We apply end-to-end supervised deep learning for event extraction. The overall architecture of the networks is illustrated in Fig. 3, which consists of 5 modules: the Character-level CNN (CharCNN), Bi-directional LSTM (BiLSTM), Trigger Recognition (TR), Relation Classification (RC) and Event Evaluation (EE). The CharCNN and BiLSTM encode a sentence into a sequence of feature vectors. The TR, RC and EE are stacked on BiLSTM and determine the type and probability of each event trigger, relation and candidate event, respectively. These modules are trained simultaneously in a joint manner, which can benefit from parameter sharing [19, 21]. Finally, the outputs of these modules are integrated into the CS, which is a post-processing step that is applied in prediction phase to generate the final events.

Fig. 3
figure 3

The overall networks structure (CharCNN, BiLSTM, TR, RC, EE), some components are omitted for brevity(detailed structures are shown in Additional file 1: Figure S1–S3)

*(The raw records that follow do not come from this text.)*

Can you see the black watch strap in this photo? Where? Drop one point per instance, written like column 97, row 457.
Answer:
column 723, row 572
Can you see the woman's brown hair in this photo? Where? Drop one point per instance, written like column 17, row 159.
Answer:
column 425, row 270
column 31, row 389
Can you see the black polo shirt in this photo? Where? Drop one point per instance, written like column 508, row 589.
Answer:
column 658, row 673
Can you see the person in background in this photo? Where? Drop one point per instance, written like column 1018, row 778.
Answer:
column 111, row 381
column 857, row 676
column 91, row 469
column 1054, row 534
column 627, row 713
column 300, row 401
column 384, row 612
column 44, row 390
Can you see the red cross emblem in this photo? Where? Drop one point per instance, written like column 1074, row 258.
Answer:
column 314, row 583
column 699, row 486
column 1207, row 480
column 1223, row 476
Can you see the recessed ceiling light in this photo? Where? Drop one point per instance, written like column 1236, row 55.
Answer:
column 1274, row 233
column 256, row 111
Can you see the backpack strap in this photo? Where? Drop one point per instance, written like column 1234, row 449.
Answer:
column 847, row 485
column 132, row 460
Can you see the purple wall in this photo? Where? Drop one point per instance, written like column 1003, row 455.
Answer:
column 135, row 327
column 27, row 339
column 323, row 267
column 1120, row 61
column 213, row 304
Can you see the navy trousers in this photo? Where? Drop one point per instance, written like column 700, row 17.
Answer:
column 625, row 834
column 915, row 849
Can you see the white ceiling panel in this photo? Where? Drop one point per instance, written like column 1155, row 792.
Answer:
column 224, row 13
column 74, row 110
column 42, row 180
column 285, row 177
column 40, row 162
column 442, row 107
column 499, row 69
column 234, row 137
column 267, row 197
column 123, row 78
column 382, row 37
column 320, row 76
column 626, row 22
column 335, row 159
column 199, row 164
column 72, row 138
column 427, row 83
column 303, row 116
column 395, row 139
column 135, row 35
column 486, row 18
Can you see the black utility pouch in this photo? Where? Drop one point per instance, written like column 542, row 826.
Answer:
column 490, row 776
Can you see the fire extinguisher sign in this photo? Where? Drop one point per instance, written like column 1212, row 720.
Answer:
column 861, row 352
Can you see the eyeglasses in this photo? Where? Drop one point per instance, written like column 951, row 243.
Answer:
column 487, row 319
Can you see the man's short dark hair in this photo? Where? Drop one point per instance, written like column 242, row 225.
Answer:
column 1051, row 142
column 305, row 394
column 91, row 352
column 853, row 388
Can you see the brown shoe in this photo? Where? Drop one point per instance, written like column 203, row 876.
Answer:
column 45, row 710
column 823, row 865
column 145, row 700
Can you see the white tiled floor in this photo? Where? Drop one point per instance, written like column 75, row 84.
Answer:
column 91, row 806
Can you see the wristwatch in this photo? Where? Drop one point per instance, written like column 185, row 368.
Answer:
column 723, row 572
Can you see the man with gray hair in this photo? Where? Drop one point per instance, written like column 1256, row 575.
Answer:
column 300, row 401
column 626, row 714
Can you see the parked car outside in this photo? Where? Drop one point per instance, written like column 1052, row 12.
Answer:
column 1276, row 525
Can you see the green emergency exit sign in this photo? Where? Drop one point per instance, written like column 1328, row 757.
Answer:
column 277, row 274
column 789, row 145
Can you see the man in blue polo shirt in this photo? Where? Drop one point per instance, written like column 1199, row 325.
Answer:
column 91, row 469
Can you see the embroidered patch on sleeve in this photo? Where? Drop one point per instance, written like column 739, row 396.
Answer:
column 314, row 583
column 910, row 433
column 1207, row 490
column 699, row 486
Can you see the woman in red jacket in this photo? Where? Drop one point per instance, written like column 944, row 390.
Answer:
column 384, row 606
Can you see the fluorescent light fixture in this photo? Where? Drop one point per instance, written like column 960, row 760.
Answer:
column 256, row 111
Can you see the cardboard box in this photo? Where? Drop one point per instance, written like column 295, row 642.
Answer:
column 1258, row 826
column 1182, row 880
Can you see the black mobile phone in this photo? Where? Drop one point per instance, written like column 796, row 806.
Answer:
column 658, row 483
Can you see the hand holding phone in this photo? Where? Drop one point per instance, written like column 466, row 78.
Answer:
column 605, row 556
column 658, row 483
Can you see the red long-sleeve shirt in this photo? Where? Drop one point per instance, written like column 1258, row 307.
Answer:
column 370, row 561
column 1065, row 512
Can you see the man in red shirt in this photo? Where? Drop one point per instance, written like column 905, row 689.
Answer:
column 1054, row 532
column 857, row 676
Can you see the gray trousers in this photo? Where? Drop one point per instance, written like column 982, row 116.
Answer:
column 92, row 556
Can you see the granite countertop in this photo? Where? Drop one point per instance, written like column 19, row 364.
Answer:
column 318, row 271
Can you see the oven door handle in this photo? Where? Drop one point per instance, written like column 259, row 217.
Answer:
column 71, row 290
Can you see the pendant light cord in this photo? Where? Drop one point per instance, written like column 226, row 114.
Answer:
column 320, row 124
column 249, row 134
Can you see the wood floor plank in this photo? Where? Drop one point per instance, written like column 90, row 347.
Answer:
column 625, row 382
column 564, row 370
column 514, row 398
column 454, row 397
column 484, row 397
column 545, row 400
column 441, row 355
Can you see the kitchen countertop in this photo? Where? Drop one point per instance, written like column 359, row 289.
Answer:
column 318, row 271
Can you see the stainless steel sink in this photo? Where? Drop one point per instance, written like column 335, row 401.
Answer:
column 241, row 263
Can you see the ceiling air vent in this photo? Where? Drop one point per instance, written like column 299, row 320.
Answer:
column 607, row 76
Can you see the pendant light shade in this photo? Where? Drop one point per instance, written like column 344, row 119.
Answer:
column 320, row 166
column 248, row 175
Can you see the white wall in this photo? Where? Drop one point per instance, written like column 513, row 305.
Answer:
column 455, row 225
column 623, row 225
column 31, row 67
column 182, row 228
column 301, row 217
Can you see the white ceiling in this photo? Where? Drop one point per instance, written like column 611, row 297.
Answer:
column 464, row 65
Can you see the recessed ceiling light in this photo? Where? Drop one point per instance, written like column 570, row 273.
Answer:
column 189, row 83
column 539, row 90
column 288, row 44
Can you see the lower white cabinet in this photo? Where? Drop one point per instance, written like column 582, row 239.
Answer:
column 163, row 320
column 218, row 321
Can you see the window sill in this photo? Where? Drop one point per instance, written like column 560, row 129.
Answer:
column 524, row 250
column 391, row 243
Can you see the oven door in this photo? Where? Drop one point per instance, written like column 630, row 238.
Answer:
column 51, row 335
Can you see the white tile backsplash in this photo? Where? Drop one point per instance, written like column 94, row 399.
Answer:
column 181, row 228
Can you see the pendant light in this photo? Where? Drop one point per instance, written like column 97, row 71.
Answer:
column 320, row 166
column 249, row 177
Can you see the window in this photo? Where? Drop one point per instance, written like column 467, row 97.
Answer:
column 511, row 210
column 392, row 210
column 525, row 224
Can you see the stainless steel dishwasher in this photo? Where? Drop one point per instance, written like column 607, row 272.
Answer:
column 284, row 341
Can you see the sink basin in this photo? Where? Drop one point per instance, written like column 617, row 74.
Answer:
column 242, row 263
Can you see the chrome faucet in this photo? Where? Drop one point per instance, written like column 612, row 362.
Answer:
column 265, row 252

We cast the argument assignment as a relation classification task, so we use the term relations instead of arguments in the rest of this paper.

Character-level cNN

Character-level CNN (CharCNN) extracts the character-level features of each word. The module is inspired by previous work [21] that has been shown to be effective due to the ability to capture the morphological information [30].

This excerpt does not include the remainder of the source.